How China is leading the race to make VR affordable
But will lighter, cheaper headsets finally push VR from niche tech to mainstream adoption?
Over the years, virtual reality (VR) has been marketed as the next frontier of work, entertainment, and even social connection. But if you’ve ever tried VR, you know the barrier to entry hasn’t been just a learning curve; it’s cost.
While the Apple Vision Pro did wow audiences last year, at $3,499 and weighing around 600g, it’s a luxury experience most of us can only admire from afar. Even the Meta Quest 3, at $499, remains out of reach for many everyday users.
Now, Chinese brands are stepping in with a different strategy to make VR cheaper, lighter, and accessible enough to bring millions into the fold. Vivo, for example, just unveiled its Vision Discovery Edition mixed reality (MR) headset, which also happens to be the very first one to run on Android. At 398g, it’s about 35% lighter than the Apple Vision Pro, and early pricing reports from Gizmodo suggest ¥10,000 (~$1,400), roughly a third of Apple’s.
But Vivo isn’t alone in reshaping the space

Chinese brands like XREAL, Viture, and TCL are growing in shipments. XREAL, for instance, climbed to #2 globally, Viture’s shipments jumped +268% year-on-year (YoY), and TCL grew +91.6%. Collectively, lightweight extended reality (XR) glasses makers now account for over 22% of the global AR/VR market.
So, the message is pretty clear: consumers and businesses are starting to prefer lighter, more practical devices that don’t break the bank.
The timing for this growth also matters for Chinese brands. The global AR/VR market grew 18.1% YoY in Q1 2025 (via IDC), a rebound after years of slow adoption. Meta still holds 50.8% of the market, yes, but Apple and Sony were notably absent from the top rankings that quarter.
IDC predicts a dip in 2025 shipments (–12%) due to delayed launches and tariffs, followed by a strong rebound in 2026 (+87%), with an overall 38.6% CAGR through 2029. In other words, the demand curve is steepening, and Chinese brands are in a prime position to capitalize.
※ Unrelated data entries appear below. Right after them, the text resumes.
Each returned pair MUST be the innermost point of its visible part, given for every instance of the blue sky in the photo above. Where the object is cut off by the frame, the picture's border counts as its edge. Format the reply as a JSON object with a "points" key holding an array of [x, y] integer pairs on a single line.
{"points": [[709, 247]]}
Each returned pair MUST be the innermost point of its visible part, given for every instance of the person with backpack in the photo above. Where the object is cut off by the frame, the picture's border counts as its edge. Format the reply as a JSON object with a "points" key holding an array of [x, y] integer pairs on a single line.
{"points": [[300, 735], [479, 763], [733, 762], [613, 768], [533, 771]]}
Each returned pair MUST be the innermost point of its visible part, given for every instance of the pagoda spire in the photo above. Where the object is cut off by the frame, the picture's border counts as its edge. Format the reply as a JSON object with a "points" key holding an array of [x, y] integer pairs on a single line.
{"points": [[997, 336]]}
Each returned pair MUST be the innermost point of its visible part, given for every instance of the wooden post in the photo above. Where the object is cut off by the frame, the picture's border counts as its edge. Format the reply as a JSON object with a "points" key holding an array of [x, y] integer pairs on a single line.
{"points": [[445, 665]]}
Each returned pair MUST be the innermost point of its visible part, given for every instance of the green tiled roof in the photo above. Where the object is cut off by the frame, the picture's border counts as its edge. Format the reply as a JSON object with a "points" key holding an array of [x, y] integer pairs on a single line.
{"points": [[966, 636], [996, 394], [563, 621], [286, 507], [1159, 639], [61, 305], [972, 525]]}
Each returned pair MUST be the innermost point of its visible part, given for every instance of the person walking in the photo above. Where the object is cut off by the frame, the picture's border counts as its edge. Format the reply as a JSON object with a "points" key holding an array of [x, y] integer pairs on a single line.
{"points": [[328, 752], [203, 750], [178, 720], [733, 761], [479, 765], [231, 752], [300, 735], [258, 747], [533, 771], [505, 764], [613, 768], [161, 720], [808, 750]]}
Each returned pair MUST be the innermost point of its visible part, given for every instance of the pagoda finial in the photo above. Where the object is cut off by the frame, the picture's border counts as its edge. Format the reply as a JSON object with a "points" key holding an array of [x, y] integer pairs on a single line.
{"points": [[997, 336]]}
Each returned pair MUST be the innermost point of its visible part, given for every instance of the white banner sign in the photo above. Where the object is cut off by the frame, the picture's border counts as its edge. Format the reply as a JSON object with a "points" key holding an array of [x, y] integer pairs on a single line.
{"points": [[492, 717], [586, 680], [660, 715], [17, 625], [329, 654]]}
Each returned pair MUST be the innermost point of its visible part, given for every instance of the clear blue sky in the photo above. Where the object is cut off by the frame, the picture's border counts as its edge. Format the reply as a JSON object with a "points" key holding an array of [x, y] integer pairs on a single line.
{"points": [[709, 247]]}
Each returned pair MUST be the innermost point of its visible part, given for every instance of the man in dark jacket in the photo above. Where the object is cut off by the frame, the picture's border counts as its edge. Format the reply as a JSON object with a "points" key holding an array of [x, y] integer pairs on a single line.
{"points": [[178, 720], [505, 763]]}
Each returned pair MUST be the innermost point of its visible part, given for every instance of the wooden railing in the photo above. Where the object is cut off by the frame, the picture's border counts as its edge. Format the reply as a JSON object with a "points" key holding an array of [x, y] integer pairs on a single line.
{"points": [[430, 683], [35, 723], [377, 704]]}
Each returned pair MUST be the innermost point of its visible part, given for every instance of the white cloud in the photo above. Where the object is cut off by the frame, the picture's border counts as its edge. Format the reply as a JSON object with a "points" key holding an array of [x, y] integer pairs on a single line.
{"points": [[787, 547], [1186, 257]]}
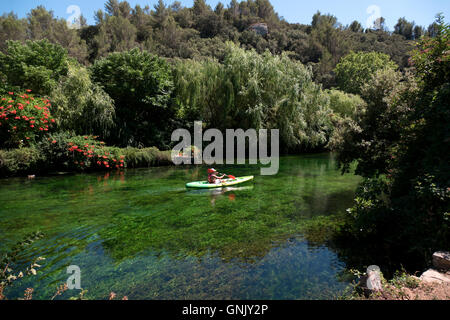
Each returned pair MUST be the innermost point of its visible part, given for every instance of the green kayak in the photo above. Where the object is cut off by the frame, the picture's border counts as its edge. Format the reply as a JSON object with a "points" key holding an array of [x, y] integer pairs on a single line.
{"points": [[225, 183]]}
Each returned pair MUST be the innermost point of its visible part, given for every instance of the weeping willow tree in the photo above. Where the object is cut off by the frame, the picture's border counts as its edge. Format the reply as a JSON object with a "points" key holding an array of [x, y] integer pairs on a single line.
{"points": [[249, 90], [81, 105]]}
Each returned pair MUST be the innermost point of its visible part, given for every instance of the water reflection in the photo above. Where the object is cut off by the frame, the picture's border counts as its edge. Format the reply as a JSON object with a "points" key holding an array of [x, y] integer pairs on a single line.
{"points": [[142, 232]]}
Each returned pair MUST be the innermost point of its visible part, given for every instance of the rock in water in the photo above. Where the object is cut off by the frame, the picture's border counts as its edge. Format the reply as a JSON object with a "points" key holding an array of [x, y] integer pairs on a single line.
{"points": [[374, 278], [260, 28], [441, 260]]}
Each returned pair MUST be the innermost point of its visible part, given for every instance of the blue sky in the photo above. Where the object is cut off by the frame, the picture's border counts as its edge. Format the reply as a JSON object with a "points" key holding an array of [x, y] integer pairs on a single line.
{"points": [[420, 11]]}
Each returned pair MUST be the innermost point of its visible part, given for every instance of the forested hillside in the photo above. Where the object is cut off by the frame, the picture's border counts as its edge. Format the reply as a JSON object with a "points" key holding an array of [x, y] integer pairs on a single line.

Affordability isn’t a numbers game but a deliberate strategy
Just as Xiaomi, Oppo, and Huawei broke into the smartphone market a decade ago by offering premium features at half the price, today’s Chinese VR manufacturers are doing the same. Meta may lead in the West, and Apple has the luxury segment locked down, but lighter, cheaper headsets could drive mass adoption first in Asia and other cost-sensitive markets before spreading globally.
There’s also a platform angle worth watching. For companies like ByteDance (owner of VR headset maker, Pico), VR is more than hardware; it’s a content and ecosystem play. Bundling headsets with TikTok-adjacent platforms gives Chinese tech firms a way to compete beyond Apple and Google’s app stores, potentially shaping the next dominant digital space.
Of course, challenges remain.
Affordable hardware alone won’t guarantee long-term engagement as VR still needs compelling content, seamless user experiences, and real-world use cases beyond gaming. But if history is any guide for us, affordability has a way of changing behavior. Think of how smartphones went from luxury to necessity once prices dropped.
The big question is how Western companies respond. Will Meta cut prices further? Can Apple produce a lighter, more affordable Vision Pro without diluting its premium brand? Or will China, once again, set the pace for how fast a technology moves from “early adopter” to mainstream?
Either way, the race is on, and this time, China looks determined not just to participate, but to lead.